Jack Caporal – Former Fellow, Scholl Chair in International Business
William O’Neil – Intern, Scholl Chair in International Business
Sean Arrieta-Kenna – Intern, Scholl Chair in International Business
The automobile industry is in the midst of a technology-driven revolution. The industry transition to autonomous, connected, electrified, and shared (ACES) vehicles has the potential to boost technological development and economic activity in the traditional manufacturing cities of the United States, bridging the divide between high-tech innovation hubs and regions historically known for industrial economies.
With the right policy environment, important investments, and effective retooling of existing advantages and relationships, traditional automotive manufacturing clusters can be at the forefront of the technological revolution within the auto industry and seize the growth and employment opportunities that it brings. The Mahoning Valley in northeast Ohio offers a useful case study of economic revitalization through coordinated investment to transform an existing local infrastructure and workforce to the growing electric vehicle (EV) and autonomous vehicle (AV) sectors.
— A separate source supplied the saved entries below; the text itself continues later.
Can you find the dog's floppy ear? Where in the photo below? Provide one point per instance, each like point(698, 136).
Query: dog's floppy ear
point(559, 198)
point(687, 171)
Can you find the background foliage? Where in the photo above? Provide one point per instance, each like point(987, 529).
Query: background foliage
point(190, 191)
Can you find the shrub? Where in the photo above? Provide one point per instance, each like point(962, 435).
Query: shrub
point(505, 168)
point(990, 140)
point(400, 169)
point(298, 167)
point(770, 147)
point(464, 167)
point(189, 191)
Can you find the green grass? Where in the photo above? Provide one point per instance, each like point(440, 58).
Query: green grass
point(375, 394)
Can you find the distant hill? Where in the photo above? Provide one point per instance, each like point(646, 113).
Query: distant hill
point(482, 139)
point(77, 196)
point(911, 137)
Once a hub for steel production, the Mahoning Valley has rebranded itself as “Voltage Valley,” now home to hundreds of new-energy tech startups and one of the largest electric vehicle battery plants in the country.
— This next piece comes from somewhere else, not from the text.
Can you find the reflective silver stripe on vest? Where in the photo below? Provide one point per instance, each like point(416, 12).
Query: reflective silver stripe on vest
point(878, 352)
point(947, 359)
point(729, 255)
Due to the massive digitization of today’s cars, vehicle manufacturing should be considered a process that takes place in the physical and digital world. Imaging, robotics, navigation, connectivity, data processing, and artificial intelligence broadly are the building blocks of AVs. The importance of software development, which is increasingly recognized by automakers transitioning to producing smarter vehicles, will lead to the formation of economic clusters in cities like Pittsburgh which focus on critical technology development. Pittsburgh is the home of multiple successful AV startups, many of which are well connected to Carnegie Mellon University, demonstrating the role that higher education can play as a pipeline for emerging industry talent outside of traditional manufacturing hubs.
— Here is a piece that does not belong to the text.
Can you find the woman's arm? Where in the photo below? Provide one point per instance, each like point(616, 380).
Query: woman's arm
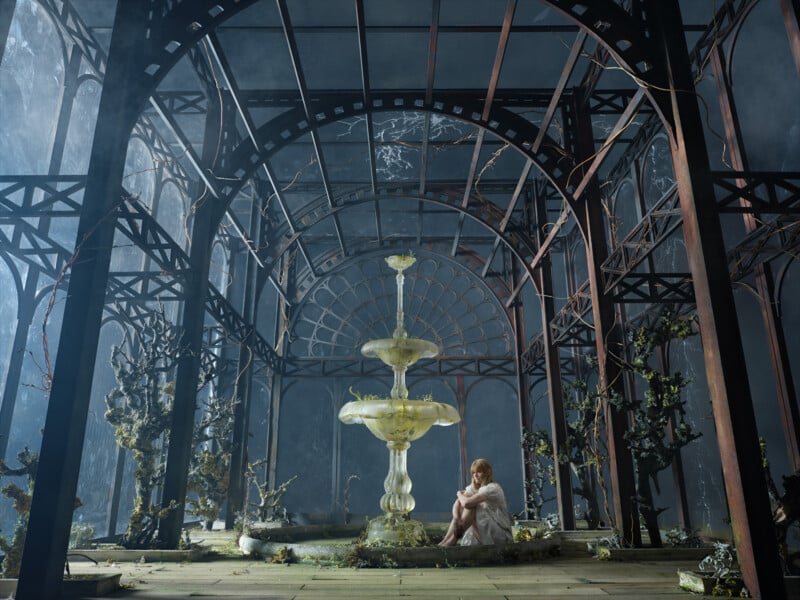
point(471, 500)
The clustering effects evidenced by the Mahoning Valley and Pittsburgh case studies demonstrate how policymakers can incentivize the scaling of AV development to unlock social benefits. AVs would benefit the general population by improving road safety, ameliorating traffic congestion, and reducing the emission of greenhouse gases and other pollutants. For individuals, AVs offer significant efficiency benefits: increasing access to ridesharing and public transportation, as well as reducing costs and travel time due to the route optimization and traffic management functions of artificial intelligence (AI). While improvements in traffic management and road safety would be immediately tangible, some benefits, like the reduction in emissions and average vehicle miles traveled, would likely become apparent only after a longer period of time.
The benefits of ACES vehicles are broad, especially for cities not traditionally considered technology hubs. However, to fully realize these benefits, the auto industry must work with policymakers and the general public to establish a favorable regulatory environment and build consumer confidence in artificial intelligence and AVs. Full-scale deployment will facilitate the potential of ACES vehicles to bridge the gap between the high-tech hubs and the rest of the United States. Obstacles to broader AV deployment and how to overcome them will be addressed in a forthcoming paper.